具体的には、得られた供試材より、引張り方向が圧延方向に対して平行方向になるようにJIS5号試験片を採取し、JISZ2241に準じて引張り試験を行って、引張強度、0.2%耐力、伸び(破断伸び)を求めた。なお、これら引張り試験は、各供試材につき3回(n=3)行い、その平均値で算出した。
引張り強度が190MPa以上であった最終板を強度評価良好(〇)とし、190MPa未満であった最終板を強度評価不良(×)とした。0.2%耐力が155MPa未満であった最終板を形状凍結性評価良好(〇)とし、155MPa以上であった最終板を形状凍結性評価不良(×)とした。伸びの値が15%以上であった最終板を成形性評価良好(〇)とし、伸びの値が15%未満であった最終板を成形性評価不良(×)とした。また、0.2%耐力が160MPa以上であった予歪導入後時効処理材を成形品強度評価良好(〇)とし、160MPa未満であった予歪導入後時効処理材を成形品強度評価不良(×)とした。
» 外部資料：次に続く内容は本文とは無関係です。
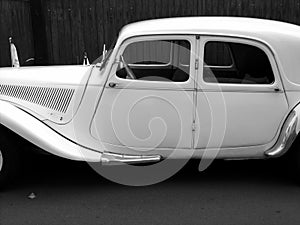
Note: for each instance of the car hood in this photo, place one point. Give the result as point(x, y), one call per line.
point(49, 93)
point(48, 75)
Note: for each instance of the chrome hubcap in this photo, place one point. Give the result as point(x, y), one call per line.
point(1, 160)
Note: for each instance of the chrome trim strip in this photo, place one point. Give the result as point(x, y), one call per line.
point(118, 159)
point(287, 136)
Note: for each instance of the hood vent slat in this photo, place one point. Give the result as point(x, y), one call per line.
point(57, 99)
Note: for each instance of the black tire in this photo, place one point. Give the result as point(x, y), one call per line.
point(9, 155)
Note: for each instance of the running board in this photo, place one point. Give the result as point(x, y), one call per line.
point(119, 159)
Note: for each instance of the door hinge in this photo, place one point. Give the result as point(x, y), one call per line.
point(197, 64)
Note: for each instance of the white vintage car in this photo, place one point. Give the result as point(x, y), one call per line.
point(205, 87)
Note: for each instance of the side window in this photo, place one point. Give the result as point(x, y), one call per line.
point(235, 63)
point(156, 60)
point(223, 58)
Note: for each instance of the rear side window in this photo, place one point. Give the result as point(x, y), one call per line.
point(236, 63)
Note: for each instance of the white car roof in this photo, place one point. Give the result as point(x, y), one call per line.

これらの評価結果を表3、表4に示す。
【0051】
〔曲げ試験による曲げ加工性の評価〕
曲げ試験用の試験片として、最終板について圧延方向に対して0°方向(L方向)を長手方向として25mm×50mm寸法の試験片を採取した。曲げ試験は、試験片の長手方向に対して90°方向をポンチ径1mmのポンチに押し当てた状態で、40°から60°に曲げたあと、試験片同士が密着するまで圧縮加工した。曲げ加工性の評価は、密着曲げ後の曲げ部の表面状態によって、割れ・シワなし〜破断までを0〜4点の点数でランク付けすることにより行った。0〜1点であった最終板を曲げ加工性評価良好(〇)とし、2〜4点であった最終板を曲げ加工性評価不良(×)とした。なお、これら曲げ試験は、各供試材につき3回(n=3)行い、その平均値で算出した。これらの評価結果を表3、表4に示す。
【0052】
【表3】
【0053】
【表4】
【0054】
〔各供試材の特性の評価結果〕
供試材の特性評価結果を示す表3における実施例1〜8は、本発明の組成範囲内であり、最終板の引張り強度、最終板の0.2%耐力、最終板の伸びの値、予歪導入後時効処理材の0.2%耐力、最終板の曲げ加工性とも全て、基準値を満たしていた。具体的には、最終板の引張り強度:190MPa以上、最終板の0.2%耐力:155MPa未満、最終板の伸びの値:15%以上、予歪導入後時効処理材の0.2%耐力:160MPa以上、最終板の曲げ加工性:0〜1点の基準値を満たしていた。すなわち、実施例1〜8は、強度評価良好、形状凍結性評価良好、成形性評価良好、成形品強度評価良好、曲げ加工性評価良好であった。
【0055】
これに対し、供試材の特性評価結果を示す表4における比較例1〜13は、本発明の組成範囲外であり、最終板の引張り強度、最終板の0.2%耐力、最終板の伸びの値、予歪導入後時効処理材の0.2%耐力、最終板の曲げ加工性のうち、少なくとも一つについて、基準値を満たしていなかった。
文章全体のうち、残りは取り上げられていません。